Catherine Pierrat : Les problèmes d’argent ne déclenchent pas les problèmes de couple, ce sont les problèmes de couple qui déclenchent des disputent à propos de l’argent. En d'autres termes, l'argent n'est que le symptôme de problèmes relationnels plus profonds, tels que la sexualité, l'éducation des enfants, l'incompatibilité de caractères...

Par exemple, un couple est venu me consulter récemment parce que les disputes tournaient sans cesse autour de l’argent, sur qui dépensait quoi, combien et comment. A la fin du travail de thérapie, le couple s'est aperçu que le réel problème était en fait une divergence d'opinion profonde concernant l'éducation des enfants.

Je conseille à tous les couples installés dans la durée d'avoir un compte commun pour les dépenses courantes, à auteur du salaire de chacun, ET un compte personnel sur lequel l'autre n'a pas de droit de regard.

Philippe Geffroy : Pour moi, l'essentiel est d'abord de construire un projet de vie commun, et après seulement de discuter argent. Si les deux personnes vont dans le même sens, leur manière de dépenser ou d'investir de l'argent suivra.

Je conseille également aux couples de considérer le sujet "argent" comme quelque chose d'évolutif, c'est-à-dire qu'il faut mettre le sujet sur le tapis quand un événement important arrive : une augmentation, une naissance, l'achat d'une maison...

Thierry Gallois : L’argent roi, issu des années 80 avec l’apparition des "golden boys", a favorisé une plus libre expression sur le sujet. Et comme maintenant, chacun apporte des subsides au foyer, les dépenses communes deviennent l’objet de discussions à haut risque de conflit. De plus, les conceptions de l’argent ont beaucoup évolué depuis ces dernières décennies. La volonté d’indépendance est davantage présente dans le couple.

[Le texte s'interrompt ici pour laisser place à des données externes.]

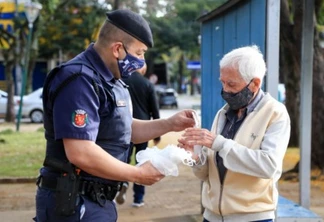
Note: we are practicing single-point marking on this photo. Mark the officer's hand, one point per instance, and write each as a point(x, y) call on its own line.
point(181, 120)
point(156, 141)
point(148, 174)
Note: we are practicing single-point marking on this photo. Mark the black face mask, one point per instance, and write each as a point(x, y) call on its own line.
point(238, 100)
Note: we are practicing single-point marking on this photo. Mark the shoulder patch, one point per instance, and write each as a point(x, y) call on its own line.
point(79, 118)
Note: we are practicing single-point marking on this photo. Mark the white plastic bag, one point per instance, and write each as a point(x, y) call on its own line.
point(165, 160)
point(197, 148)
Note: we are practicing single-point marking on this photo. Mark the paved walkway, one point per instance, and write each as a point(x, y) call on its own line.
point(174, 199)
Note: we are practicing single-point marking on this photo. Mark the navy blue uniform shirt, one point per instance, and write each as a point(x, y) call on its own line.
point(78, 112)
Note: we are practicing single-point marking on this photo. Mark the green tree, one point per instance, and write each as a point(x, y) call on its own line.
point(178, 27)
point(69, 27)
point(13, 45)
point(290, 59)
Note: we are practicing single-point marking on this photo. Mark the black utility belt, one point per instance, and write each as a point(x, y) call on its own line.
point(95, 191)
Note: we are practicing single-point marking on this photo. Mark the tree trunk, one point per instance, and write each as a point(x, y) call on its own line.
point(290, 57)
point(290, 50)
point(10, 112)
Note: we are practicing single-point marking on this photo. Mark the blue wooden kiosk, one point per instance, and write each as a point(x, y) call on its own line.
point(234, 24)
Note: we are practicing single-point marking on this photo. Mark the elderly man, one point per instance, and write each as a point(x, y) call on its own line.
point(241, 158)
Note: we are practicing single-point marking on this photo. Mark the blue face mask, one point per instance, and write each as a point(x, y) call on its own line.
point(129, 64)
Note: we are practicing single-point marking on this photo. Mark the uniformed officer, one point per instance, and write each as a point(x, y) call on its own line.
point(89, 126)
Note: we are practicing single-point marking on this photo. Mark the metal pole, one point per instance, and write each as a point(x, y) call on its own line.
point(306, 86)
point(25, 72)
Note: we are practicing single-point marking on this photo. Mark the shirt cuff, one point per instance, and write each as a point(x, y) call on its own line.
point(218, 143)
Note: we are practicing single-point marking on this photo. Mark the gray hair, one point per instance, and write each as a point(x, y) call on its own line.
point(248, 61)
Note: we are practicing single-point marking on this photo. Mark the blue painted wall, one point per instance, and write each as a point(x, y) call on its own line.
point(241, 25)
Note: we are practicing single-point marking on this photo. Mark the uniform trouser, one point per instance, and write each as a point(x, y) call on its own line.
point(139, 190)
point(86, 211)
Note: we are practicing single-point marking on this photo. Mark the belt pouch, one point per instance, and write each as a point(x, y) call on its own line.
point(67, 193)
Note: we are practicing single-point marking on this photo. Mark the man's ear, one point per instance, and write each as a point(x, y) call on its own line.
point(116, 49)
point(255, 84)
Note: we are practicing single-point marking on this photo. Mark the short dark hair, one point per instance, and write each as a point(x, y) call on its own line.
point(110, 33)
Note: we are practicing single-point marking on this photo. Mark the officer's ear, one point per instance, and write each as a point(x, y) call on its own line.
point(117, 49)
point(255, 84)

Toujours selon le même sondage, 73% des couples sondés disent avoir des rapports différents à l'argent. Vaut-il mieux selon vous avoir les mêmes rapports ou des rapports différentes à l'argent au sein d'un couple ?

Philippe Geffroy : Cela dépend des traits psychologiques de chacun : si deux personnes plutôt économes se mettent en couple, elles seront toutes les deux très contentes d'économiser de l'argent ensemble. En revanche, si deux personnes dépensières se mettent en couple, les problèmes financiers peuvent vite arriver, et les problèmes de couple avec, chacun accusant généralement l'autre de trop dépenser...

Thierry Gallois : Il est nécessaire d’avoir les mêmes approches quant à la conduite du budget du couple face aux dépenses quotidiennes et les objectifs comme achats de maison, véhicule…. Que l’un soit fourmi et l’autre cigale permet une cohabitation si la possibilité de jouir librement d’une partie de son argent est mise en place.

70% des couples sondés disent également s'entendre de mieux en mieux au fil du temps sur les questions d'argent. Plus globalement, y a-t-il des catégories de couples plus sensibles aux questions d'argent que d'autres ?

Catherine Pierrat : Les disputes à propos de l'argent concernent tous les couples sans exception, y compris les couples très à l'aise financièrement.

Thierry Gallois : Je ne pense pas que des catégories de population soient plus sensibles que d'autres aux questions d’argent. La représentation personnelle de l’argent résulte d’une construction en rapport avec l’histoire de vie de chacun, notamment son enfance et la manière dont l’entourage concevait l’argent.